George stood in his bedroom gazing at the shambles. There was a big hole in the floor and another in the ceiling, and sticking up like a post between the two was the middle part of Grandma. Her legs were in the room below, her head in the attic.
'I'm still going!' came the old screechy voice from up above. 'Give me another dose, my boy, and let's go through the roof!'
'No, Grandma, no!' George called back. 'You're busting up the whole house!'
'To heck with the house!' she shouted. 'I want some fresh air! I haven't been outside for twenty years!'
'By golly, she is going through the roof!' George told himself. He ran downstairs. He rushed out of the back door into the yard. It would be simply awful, he thought, if she bashed up the roof as well. His father would be furious. And he, George, would get the blame. He had made the medicine.

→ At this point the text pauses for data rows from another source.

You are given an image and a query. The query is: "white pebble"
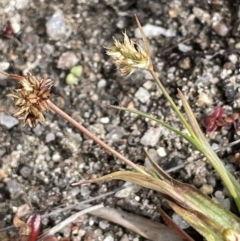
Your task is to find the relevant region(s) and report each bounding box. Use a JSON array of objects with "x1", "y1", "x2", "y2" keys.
[
  {"x1": 135, "y1": 87, "x2": 150, "y2": 103},
  {"x1": 140, "y1": 127, "x2": 161, "y2": 146}
]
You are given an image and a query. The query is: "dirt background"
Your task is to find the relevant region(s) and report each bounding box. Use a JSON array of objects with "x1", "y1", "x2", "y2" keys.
[{"x1": 0, "y1": 0, "x2": 240, "y2": 241}]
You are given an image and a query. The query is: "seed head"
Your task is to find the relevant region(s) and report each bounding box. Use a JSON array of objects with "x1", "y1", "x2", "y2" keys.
[
  {"x1": 8, "y1": 73, "x2": 53, "y2": 128},
  {"x1": 107, "y1": 33, "x2": 150, "y2": 75}
]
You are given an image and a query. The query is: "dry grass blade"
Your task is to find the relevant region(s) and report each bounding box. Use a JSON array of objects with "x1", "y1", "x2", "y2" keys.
[
  {"x1": 158, "y1": 207, "x2": 194, "y2": 241},
  {"x1": 87, "y1": 207, "x2": 182, "y2": 241}
]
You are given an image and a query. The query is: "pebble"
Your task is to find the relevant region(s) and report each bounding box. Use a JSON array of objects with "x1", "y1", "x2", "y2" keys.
[
  {"x1": 46, "y1": 9, "x2": 67, "y2": 40},
  {"x1": 15, "y1": 0, "x2": 29, "y2": 10},
  {"x1": 228, "y1": 54, "x2": 238, "y2": 64},
  {"x1": 45, "y1": 132, "x2": 55, "y2": 143},
  {"x1": 52, "y1": 152, "x2": 61, "y2": 162},
  {"x1": 20, "y1": 166, "x2": 32, "y2": 178},
  {"x1": 115, "y1": 182, "x2": 141, "y2": 198},
  {"x1": 99, "y1": 221, "x2": 110, "y2": 230},
  {"x1": 43, "y1": 44, "x2": 54, "y2": 55},
  {"x1": 17, "y1": 204, "x2": 31, "y2": 218},
  {"x1": 0, "y1": 62, "x2": 10, "y2": 71},
  {"x1": 120, "y1": 234, "x2": 129, "y2": 241},
  {"x1": 81, "y1": 185, "x2": 91, "y2": 197},
  {"x1": 178, "y1": 43, "x2": 192, "y2": 53},
  {"x1": 33, "y1": 124, "x2": 43, "y2": 136},
  {"x1": 172, "y1": 213, "x2": 189, "y2": 229},
  {"x1": 195, "y1": 73, "x2": 213, "y2": 85},
  {"x1": 100, "y1": 117, "x2": 110, "y2": 124},
  {"x1": 9, "y1": 13, "x2": 21, "y2": 33},
  {"x1": 157, "y1": 147, "x2": 167, "y2": 157},
  {"x1": 7, "y1": 179, "x2": 24, "y2": 198},
  {"x1": 144, "y1": 148, "x2": 161, "y2": 168},
  {"x1": 140, "y1": 127, "x2": 161, "y2": 146},
  {"x1": 103, "y1": 235, "x2": 114, "y2": 241},
  {"x1": 178, "y1": 57, "x2": 192, "y2": 70},
  {"x1": 135, "y1": 87, "x2": 151, "y2": 103},
  {"x1": 0, "y1": 112, "x2": 19, "y2": 129},
  {"x1": 134, "y1": 23, "x2": 176, "y2": 38},
  {"x1": 57, "y1": 51, "x2": 78, "y2": 69},
  {"x1": 212, "y1": 22, "x2": 228, "y2": 37},
  {"x1": 106, "y1": 126, "x2": 124, "y2": 143},
  {"x1": 143, "y1": 80, "x2": 154, "y2": 90},
  {"x1": 97, "y1": 79, "x2": 107, "y2": 89},
  {"x1": 192, "y1": 7, "x2": 211, "y2": 25}
]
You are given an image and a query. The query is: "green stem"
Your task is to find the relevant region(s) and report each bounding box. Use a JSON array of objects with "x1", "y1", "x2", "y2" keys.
[
  {"x1": 108, "y1": 105, "x2": 200, "y2": 150},
  {"x1": 148, "y1": 67, "x2": 198, "y2": 140}
]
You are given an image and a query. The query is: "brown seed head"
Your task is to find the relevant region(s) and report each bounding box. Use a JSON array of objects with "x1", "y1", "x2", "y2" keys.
[
  {"x1": 107, "y1": 33, "x2": 150, "y2": 75},
  {"x1": 8, "y1": 73, "x2": 53, "y2": 128}
]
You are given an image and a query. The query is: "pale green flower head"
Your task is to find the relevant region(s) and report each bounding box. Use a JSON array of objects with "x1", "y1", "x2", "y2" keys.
[{"x1": 107, "y1": 32, "x2": 150, "y2": 75}]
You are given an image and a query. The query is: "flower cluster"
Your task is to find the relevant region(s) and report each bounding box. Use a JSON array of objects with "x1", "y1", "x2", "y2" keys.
[
  {"x1": 107, "y1": 33, "x2": 150, "y2": 75},
  {"x1": 8, "y1": 73, "x2": 53, "y2": 128}
]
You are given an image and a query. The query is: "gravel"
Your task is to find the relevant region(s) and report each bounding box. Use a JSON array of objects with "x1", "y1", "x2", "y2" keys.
[{"x1": 0, "y1": 0, "x2": 240, "y2": 241}]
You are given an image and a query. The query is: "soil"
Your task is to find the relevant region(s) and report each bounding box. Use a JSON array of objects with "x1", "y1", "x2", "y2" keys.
[{"x1": 0, "y1": 0, "x2": 240, "y2": 241}]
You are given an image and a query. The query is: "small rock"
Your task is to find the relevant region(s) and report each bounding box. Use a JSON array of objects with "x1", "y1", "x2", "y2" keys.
[
  {"x1": 45, "y1": 132, "x2": 55, "y2": 143},
  {"x1": 33, "y1": 124, "x2": 43, "y2": 136},
  {"x1": 15, "y1": 0, "x2": 29, "y2": 10},
  {"x1": 46, "y1": 9, "x2": 66, "y2": 40},
  {"x1": 228, "y1": 54, "x2": 238, "y2": 64},
  {"x1": 115, "y1": 182, "x2": 141, "y2": 198},
  {"x1": 193, "y1": 7, "x2": 211, "y2": 25},
  {"x1": 212, "y1": 22, "x2": 228, "y2": 37},
  {"x1": 172, "y1": 213, "x2": 189, "y2": 229},
  {"x1": 0, "y1": 112, "x2": 19, "y2": 129},
  {"x1": 140, "y1": 127, "x2": 161, "y2": 146},
  {"x1": 66, "y1": 73, "x2": 79, "y2": 85},
  {"x1": 7, "y1": 179, "x2": 24, "y2": 198},
  {"x1": 106, "y1": 126, "x2": 124, "y2": 143},
  {"x1": 9, "y1": 13, "x2": 21, "y2": 33},
  {"x1": 178, "y1": 57, "x2": 192, "y2": 70},
  {"x1": 97, "y1": 79, "x2": 107, "y2": 89},
  {"x1": 103, "y1": 235, "x2": 114, "y2": 241},
  {"x1": 57, "y1": 51, "x2": 78, "y2": 69},
  {"x1": 143, "y1": 80, "x2": 154, "y2": 90},
  {"x1": 157, "y1": 147, "x2": 167, "y2": 157},
  {"x1": 17, "y1": 204, "x2": 31, "y2": 218},
  {"x1": 135, "y1": 87, "x2": 151, "y2": 103},
  {"x1": 0, "y1": 62, "x2": 10, "y2": 71},
  {"x1": 52, "y1": 152, "x2": 61, "y2": 162},
  {"x1": 120, "y1": 234, "x2": 129, "y2": 241},
  {"x1": 99, "y1": 221, "x2": 110, "y2": 230},
  {"x1": 134, "y1": 23, "x2": 176, "y2": 38},
  {"x1": 20, "y1": 166, "x2": 32, "y2": 178},
  {"x1": 100, "y1": 117, "x2": 110, "y2": 124},
  {"x1": 195, "y1": 73, "x2": 213, "y2": 85},
  {"x1": 144, "y1": 148, "x2": 161, "y2": 168},
  {"x1": 81, "y1": 185, "x2": 91, "y2": 197},
  {"x1": 43, "y1": 44, "x2": 54, "y2": 55},
  {"x1": 178, "y1": 43, "x2": 192, "y2": 53}
]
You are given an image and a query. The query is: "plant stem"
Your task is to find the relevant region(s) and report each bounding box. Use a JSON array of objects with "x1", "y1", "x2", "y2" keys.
[
  {"x1": 47, "y1": 100, "x2": 149, "y2": 176},
  {"x1": 108, "y1": 105, "x2": 199, "y2": 150},
  {"x1": 148, "y1": 66, "x2": 198, "y2": 140}
]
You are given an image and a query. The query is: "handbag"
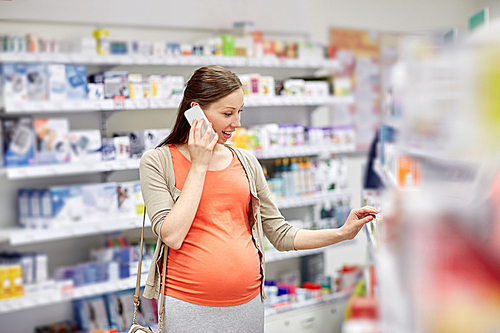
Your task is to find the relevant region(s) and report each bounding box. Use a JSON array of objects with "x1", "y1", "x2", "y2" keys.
[
  {"x1": 128, "y1": 207, "x2": 167, "y2": 333},
  {"x1": 128, "y1": 147, "x2": 168, "y2": 333}
]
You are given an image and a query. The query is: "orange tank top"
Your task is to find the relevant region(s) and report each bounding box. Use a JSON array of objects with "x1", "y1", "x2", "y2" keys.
[{"x1": 166, "y1": 145, "x2": 262, "y2": 306}]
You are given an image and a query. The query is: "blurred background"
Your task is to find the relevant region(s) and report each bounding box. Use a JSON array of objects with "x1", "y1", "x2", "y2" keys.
[{"x1": 0, "y1": 0, "x2": 500, "y2": 333}]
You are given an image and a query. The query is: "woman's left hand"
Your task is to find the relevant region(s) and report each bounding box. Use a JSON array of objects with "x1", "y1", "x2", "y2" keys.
[{"x1": 340, "y1": 206, "x2": 379, "y2": 240}]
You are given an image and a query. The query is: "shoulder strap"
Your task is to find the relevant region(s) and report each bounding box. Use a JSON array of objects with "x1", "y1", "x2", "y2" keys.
[{"x1": 133, "y1": 147, "x2": 171, "y2": 326}]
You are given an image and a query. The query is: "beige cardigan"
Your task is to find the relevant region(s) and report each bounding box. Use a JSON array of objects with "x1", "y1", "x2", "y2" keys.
[{"x1": 139, "y1": 145, "x2": 299, "y2": 300}]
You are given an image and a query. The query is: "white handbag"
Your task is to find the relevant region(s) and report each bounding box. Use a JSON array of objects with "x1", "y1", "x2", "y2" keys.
[{"x1": 128, "y1": 208, "x2": 167, "y2": 333}]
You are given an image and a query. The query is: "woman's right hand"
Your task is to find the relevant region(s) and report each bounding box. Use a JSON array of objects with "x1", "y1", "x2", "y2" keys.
[{"x1": 188, "y1": 119, "x2": 219, "y2": 171}]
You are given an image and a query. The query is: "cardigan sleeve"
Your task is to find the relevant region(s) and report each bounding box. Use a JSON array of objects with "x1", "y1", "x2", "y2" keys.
[
  {"x1": 250, "y1": 149, "x2": 299, "y2": 251},
  {"x1": 139, "y1": 149, "x2": 174, "y2": 237}
]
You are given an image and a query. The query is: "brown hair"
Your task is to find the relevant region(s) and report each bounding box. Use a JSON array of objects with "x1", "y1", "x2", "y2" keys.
[{"x1": 159, "y1": 66, "x2": 242, "y2": 146}]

He had given her too much. 'Don't come through the roof, Grandma,' he prayed. 'Please don't.'
The Brown Hen
George stood in the farmyard looking up at the roof. The old farmhouse had a fine roof of pale red tiles and tall chimneys.
There was no sign of Grandma. There was only a song-thrush sitting on one of the chimney-pots, singing a song. The old wurzel's got stuck in the attic, George thought. Thank goodness for that.

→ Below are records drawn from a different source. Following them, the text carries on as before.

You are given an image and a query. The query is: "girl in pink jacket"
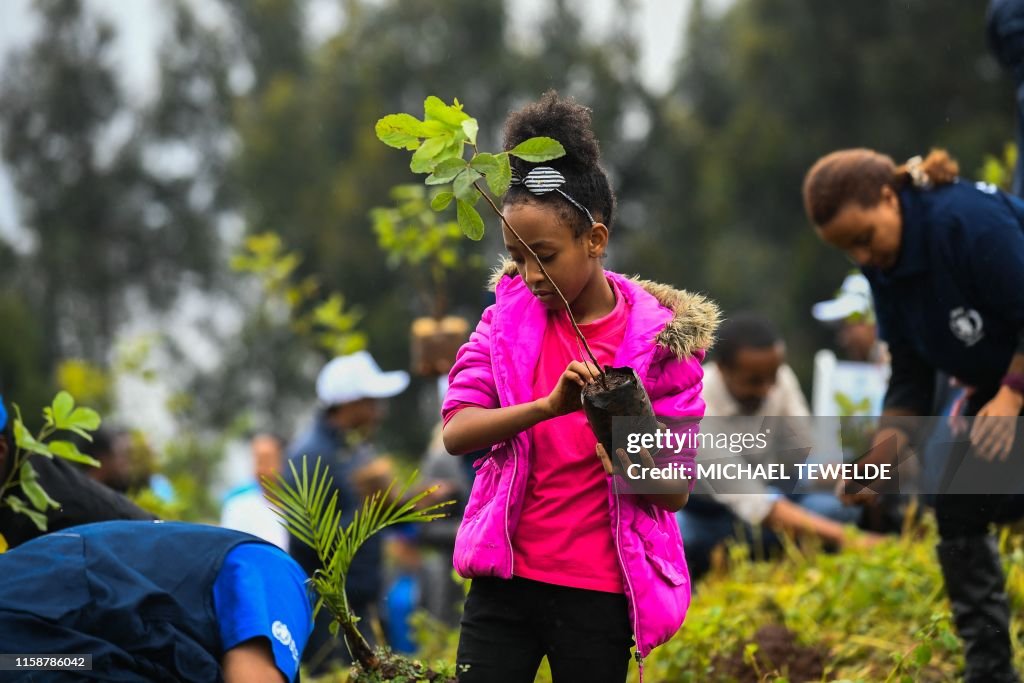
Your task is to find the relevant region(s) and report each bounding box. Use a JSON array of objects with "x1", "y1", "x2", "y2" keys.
[{"x1": 441, "y1": 92, "x2": 718, "y2": 683}]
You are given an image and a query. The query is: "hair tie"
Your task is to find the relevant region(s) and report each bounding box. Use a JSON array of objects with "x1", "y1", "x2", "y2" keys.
[
  {"x1": 903, "y1": 155, "x2": 932, "y2": 189},
  {"x1": 512, "y1": 166, "x2": 597, "y2": 225}
]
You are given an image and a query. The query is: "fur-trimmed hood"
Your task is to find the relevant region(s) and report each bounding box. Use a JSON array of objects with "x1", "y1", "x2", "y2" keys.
[{"x1": 487, "y1": 258, "x2": 721, "y2": 358}]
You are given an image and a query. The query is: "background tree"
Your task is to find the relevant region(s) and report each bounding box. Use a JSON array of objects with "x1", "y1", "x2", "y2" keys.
[{"x1": 0, "y1": 0, "x2": 232, "y2": 421}]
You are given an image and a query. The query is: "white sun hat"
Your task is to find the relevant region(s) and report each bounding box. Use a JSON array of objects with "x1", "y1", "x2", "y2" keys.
[
  {"x1": 316, "y1": 351, "x2": 409, "y2": 405},
  {"x1": 811, "y1": 272, "x2": 874, "y2": 323}
]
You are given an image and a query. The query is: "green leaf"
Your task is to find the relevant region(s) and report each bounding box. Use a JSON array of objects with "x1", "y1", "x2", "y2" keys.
[
  {"x1": 48, "y1": 441, "x2": 99, "y2": 467},
  {"x1": 430, "y1": 193, "x2": 455, "y2": 211},
  {"x1": 456, "y1": 200, "x2": 483, "y2": 241},
  {"x1": 17, "y1": 461, "x2": 60, "y2": 512},
  {"x1": 417, "y1": 121, "x2": 452, "y2": 137},
  {"x1": 66, "y1": 408, "x2": 100, "y2": 431},
  {"x1": 509, "y1": 137, "x2": 565, "y2": 163},
  {"x1": 3, "y1": 495, "x2": 46, "y2": 531},
  {"x1": 409, "y1": 137, "x2": 447, "y2": 173},
  {"x1": 423, "y1": 95, "x2": 469, "y2": 131},
  {"x1": 487, "y1": 154, "x2": 512, "y2": 197},
  {"x1": 14, "y1": 418, "x2": 53, "y2": 458},
  {"x1": 425, "y1": 158, "x2": 466, "y2": 185},
  {"x1": 453, "y1": 168, "x2": 481, "y2": 204},
  {"x1": 46, "y1": 391, "x2": 75, "y2": 429},
  {"x1": 462, "y1": 119, "x2": 480, "y2": 144},
  {"x1": 469, "y1": 152, "x2": 502, "y2": 175},
  {"x1": 374, "y1": 114, "x2": 423, "y2": 150}
]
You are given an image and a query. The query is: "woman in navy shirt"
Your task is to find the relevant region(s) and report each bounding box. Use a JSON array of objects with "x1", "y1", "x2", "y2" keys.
[{"x1": 804, "y1": 148, "x2": 1024, "y2": 682}]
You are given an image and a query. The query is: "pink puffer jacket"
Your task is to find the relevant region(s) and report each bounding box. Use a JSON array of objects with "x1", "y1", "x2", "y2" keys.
[{"x1": 442, "y1": 262, "x2": 718, "y2": 657}]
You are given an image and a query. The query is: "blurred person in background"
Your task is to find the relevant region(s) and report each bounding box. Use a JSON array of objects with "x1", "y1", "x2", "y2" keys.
[
  {"x1": 78, "y1": 427, "x2": 135, "y2": 494},
  {"x1": 220, "y1": 434, "x2": 288, "y2": 550},
  {"x1": 803, "y1": 148, "x2": 1024, "y2": 683},
  {"x1": 419, "y1": 423, "x2": 468, "y2": 628},
  {"x1": 677, "y1": 312, "x2": 859, "y2": 579},
  {"x1": 285, "y1": 351, "x2": 409, "y2": 674},
  {"x1": 0, "y1": 396, "x2": 154, "y2": 548}
]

Suddenly a tile came clattering down from the roof and fell into the yard. The song-thrush took off fast and flew away.
Then another tile came down.
Then half a dozen more.
And then, very slowly, like some weird monster rising up from the deep, Grandma's head came through the roof . . .
Then her scrawny neck . . .
And the tops of her shoulders . . .
'How'm I doing, boy!' she shouted. 'How's that for a bash up?'
'Don't you think you'd better stop now, Grandma?' George called out . . .
'I have stopped!' she answered. 'I feel terrific! Didn't I tell you I had magic powers! Didn't I warn you I had wizardry in the tips of my fingers! But you wouldn't listen to me, would you? You wouldn't listen to your old Grandma!'
'You didn't do it, Grandma,' George shouted back to her. 'I did it! I made you a new medicine!'
'A new medicine? You ? What rubbish!' she yelled.
'I did! I did!' George shouted.
'You're lying as usual!' Grandma yelled. 'You're always lying!'
'I'm not lying, Grandma. I swear I'm not.'
The wrinkled old face high up on the roof stared down suspiciously at George. 'Are you telling me you actually made a new medicine all by yourself?' she shouted.